Keywords: [ Ethics and Safety ] [ Privacy-preserving Statistics and Machine Learning ]

[
Abstract
]

Abstract:
We revisit the well-studied problem of differentially private empirical risk minimization (ERM). We show that for unconstrained convex generalized linear models (GLMs), one can obtain an excess empirical risk of $\tilde O\left(\sqrt{\rank}/\epsilon n\right)$, where $\rank$ is the rank of the feature matrix in the GLM problem, $n$ is the number of data samples, and $\epsilon$ is the privacy parameter. This bound is attained via differentially private gradient descent (DP-GD).
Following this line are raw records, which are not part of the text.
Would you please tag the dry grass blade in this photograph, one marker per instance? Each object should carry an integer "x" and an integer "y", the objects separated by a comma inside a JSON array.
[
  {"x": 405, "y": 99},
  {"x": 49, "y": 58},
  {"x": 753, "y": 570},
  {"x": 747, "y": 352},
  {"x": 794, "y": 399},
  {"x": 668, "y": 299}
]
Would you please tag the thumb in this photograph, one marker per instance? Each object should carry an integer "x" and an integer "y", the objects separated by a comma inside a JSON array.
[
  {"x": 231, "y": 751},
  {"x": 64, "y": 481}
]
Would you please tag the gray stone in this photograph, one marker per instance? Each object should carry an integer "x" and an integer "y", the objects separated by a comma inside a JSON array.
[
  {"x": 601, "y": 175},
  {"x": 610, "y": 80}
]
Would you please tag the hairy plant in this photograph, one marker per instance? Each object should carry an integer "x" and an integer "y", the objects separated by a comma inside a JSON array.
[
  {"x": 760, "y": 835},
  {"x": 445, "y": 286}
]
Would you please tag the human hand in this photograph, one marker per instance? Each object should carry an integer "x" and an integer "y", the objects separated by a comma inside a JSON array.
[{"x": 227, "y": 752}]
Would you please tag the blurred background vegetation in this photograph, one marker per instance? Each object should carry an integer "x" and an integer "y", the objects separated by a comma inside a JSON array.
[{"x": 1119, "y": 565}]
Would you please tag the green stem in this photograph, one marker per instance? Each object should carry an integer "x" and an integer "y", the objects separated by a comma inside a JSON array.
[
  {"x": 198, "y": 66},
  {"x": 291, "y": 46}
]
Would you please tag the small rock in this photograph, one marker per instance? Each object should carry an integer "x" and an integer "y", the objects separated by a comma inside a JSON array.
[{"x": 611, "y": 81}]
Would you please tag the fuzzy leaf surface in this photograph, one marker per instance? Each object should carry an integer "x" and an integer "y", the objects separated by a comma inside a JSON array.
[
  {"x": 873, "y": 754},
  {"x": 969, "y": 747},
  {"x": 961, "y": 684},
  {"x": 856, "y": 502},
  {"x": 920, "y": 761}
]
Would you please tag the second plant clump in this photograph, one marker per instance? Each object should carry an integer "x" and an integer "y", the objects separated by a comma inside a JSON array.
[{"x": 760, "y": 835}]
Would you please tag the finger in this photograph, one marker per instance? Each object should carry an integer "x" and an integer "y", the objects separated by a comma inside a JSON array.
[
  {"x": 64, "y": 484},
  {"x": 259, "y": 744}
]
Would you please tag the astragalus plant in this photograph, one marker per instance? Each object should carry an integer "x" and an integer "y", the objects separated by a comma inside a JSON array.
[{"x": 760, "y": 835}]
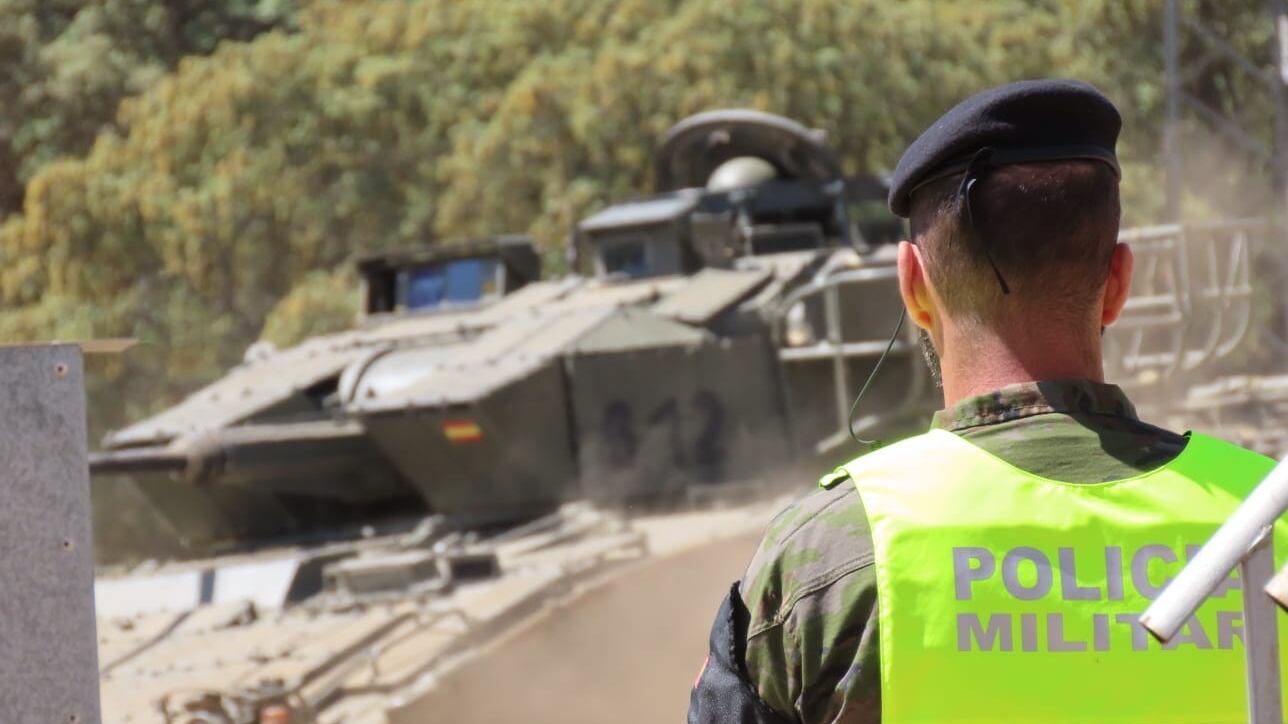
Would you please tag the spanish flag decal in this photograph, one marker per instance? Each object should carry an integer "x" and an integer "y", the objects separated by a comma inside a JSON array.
[{"x": 461, "y": 432}]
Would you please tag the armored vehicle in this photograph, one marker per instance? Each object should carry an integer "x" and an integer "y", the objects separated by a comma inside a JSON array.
[{"x": 714, "y": 333}]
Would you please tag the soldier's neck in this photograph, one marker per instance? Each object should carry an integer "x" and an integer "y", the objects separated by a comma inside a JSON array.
[{"x": 978, "y": 362}]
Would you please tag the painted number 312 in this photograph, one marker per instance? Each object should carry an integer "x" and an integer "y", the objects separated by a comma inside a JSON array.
[{"x": 692, "y": 439}]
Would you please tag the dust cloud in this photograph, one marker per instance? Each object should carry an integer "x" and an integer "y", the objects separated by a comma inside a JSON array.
[{"x": 626, "y": 652}]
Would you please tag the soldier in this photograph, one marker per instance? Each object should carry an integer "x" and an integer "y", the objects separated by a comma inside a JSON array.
[{"x": 993, "y": 568}]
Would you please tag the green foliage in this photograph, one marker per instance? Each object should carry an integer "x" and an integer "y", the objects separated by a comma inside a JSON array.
[
  {"x": 70, "y": 62},
  {"x": 204, "y": 168},
  {"x": 323, "y": 302}
]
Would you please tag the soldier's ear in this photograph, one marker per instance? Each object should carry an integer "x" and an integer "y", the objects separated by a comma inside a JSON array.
[
  {"x": 915, "y": 286},
  {"x": 1117, "y": 286}
]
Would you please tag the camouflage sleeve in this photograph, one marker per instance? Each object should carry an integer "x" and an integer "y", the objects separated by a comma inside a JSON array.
[{"x": 810, "y": 591}]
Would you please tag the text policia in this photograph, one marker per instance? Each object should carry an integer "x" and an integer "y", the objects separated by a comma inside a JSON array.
[{"x": 1025, "y": 577}]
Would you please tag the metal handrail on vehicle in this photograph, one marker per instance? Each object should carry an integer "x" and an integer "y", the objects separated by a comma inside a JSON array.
[
  {"x": 840, "y": 351},
  {"x": 1244, "y": 541}
]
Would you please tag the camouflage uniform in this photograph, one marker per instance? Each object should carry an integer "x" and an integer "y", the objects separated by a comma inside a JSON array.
[{"x": 812, "y": 637}]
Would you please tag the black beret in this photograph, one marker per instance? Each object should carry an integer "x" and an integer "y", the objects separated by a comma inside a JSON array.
[{"x": 1023, "y": 123}]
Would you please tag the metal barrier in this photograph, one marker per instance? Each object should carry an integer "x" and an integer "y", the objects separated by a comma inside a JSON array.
[
  {"x": 1192, "y": 298},
  {"x": 1244, "y": 541}
]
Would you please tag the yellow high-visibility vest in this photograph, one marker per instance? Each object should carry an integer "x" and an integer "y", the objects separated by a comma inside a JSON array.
[{"x": 1011, "y": 598}]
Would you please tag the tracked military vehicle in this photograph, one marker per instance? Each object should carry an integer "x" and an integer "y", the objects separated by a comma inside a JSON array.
[
  {"x": 718, "y": 329},
  {"x": 715, "y": 333}
]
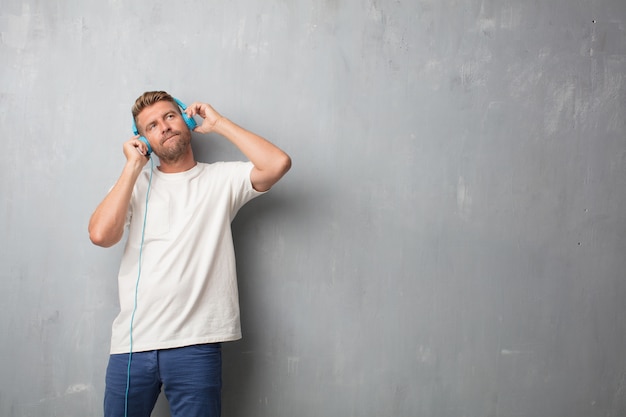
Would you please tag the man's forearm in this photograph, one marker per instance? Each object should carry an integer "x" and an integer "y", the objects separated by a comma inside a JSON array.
[{"x": 106, "y": 226}]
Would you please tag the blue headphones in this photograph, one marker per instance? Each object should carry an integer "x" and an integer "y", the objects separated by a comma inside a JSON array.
[{"x": 189, "y": 120}]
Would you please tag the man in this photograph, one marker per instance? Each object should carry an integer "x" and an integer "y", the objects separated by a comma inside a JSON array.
[{"x": 177, "y": 281}]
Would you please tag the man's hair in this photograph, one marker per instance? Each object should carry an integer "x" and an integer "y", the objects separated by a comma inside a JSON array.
[{"x": 148, "y": 99}]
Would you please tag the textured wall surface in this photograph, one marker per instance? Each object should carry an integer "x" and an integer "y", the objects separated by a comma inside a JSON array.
[{"x": 451, "y": 239}]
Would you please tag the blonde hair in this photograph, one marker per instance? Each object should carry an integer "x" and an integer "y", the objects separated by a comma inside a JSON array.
[{"x": 148, "y": 99}]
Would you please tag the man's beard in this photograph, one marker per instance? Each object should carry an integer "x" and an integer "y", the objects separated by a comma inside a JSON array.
[{"x": 175, "y": 148}]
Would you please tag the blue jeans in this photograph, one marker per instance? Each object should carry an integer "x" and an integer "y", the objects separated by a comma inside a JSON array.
[{"x": 191, "y": 377}]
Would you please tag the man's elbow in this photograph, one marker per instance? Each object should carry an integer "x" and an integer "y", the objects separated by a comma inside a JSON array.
[
  {"x": 284, "y": 165},
  {"x": 105, "y": 240}
]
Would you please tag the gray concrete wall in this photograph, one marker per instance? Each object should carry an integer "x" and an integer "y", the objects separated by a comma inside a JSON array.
[{"x": 451, "y": 239}]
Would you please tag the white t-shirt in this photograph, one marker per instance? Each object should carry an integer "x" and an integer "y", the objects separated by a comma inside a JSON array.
[{"x": 187, "y": 289}]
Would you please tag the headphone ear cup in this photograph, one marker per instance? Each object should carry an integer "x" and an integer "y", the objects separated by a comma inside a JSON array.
[
  {"x": 144, "y": 140},
  {"x": 190, "y": 122}
]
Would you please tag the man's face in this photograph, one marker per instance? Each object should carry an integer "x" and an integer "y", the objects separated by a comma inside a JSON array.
[{"x": 166, "y": 130}]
Furthermore, via the \emph{first lower bound for unconstrained private ERM}, we show that our upper bound is tight. In sharp contrast to the constrained ERM setting, there is no dependence on the dimensionality of the ambient model space ($p$). (Notice that $\rank\leq \min\{n, p\}$.)
Besides, we obtain an analogous excess population risk bound which depends on $\rank$ instead of $p$.
For the smooth non-convex GLM setting (i.e., where the objective function is non-convex but preserves the GLM structure), we further show that DP-GD attains a dimension-independent convergence of $\tilde O\left(\sqrt{\rank}/\epsilon n\right)$ to a first-order-stationary-point of the underlying objective.
Finally, we show that for convex GLMs, a variant of DP-GD commonly used in practice (which involves clipping the individual gradients) also exhibits the same dimension-independent convergence to the minimum of a well-defined objective. To that end, we provide a structural lemma that characterizes the effect of clipping on the optimization profile of DP-GD.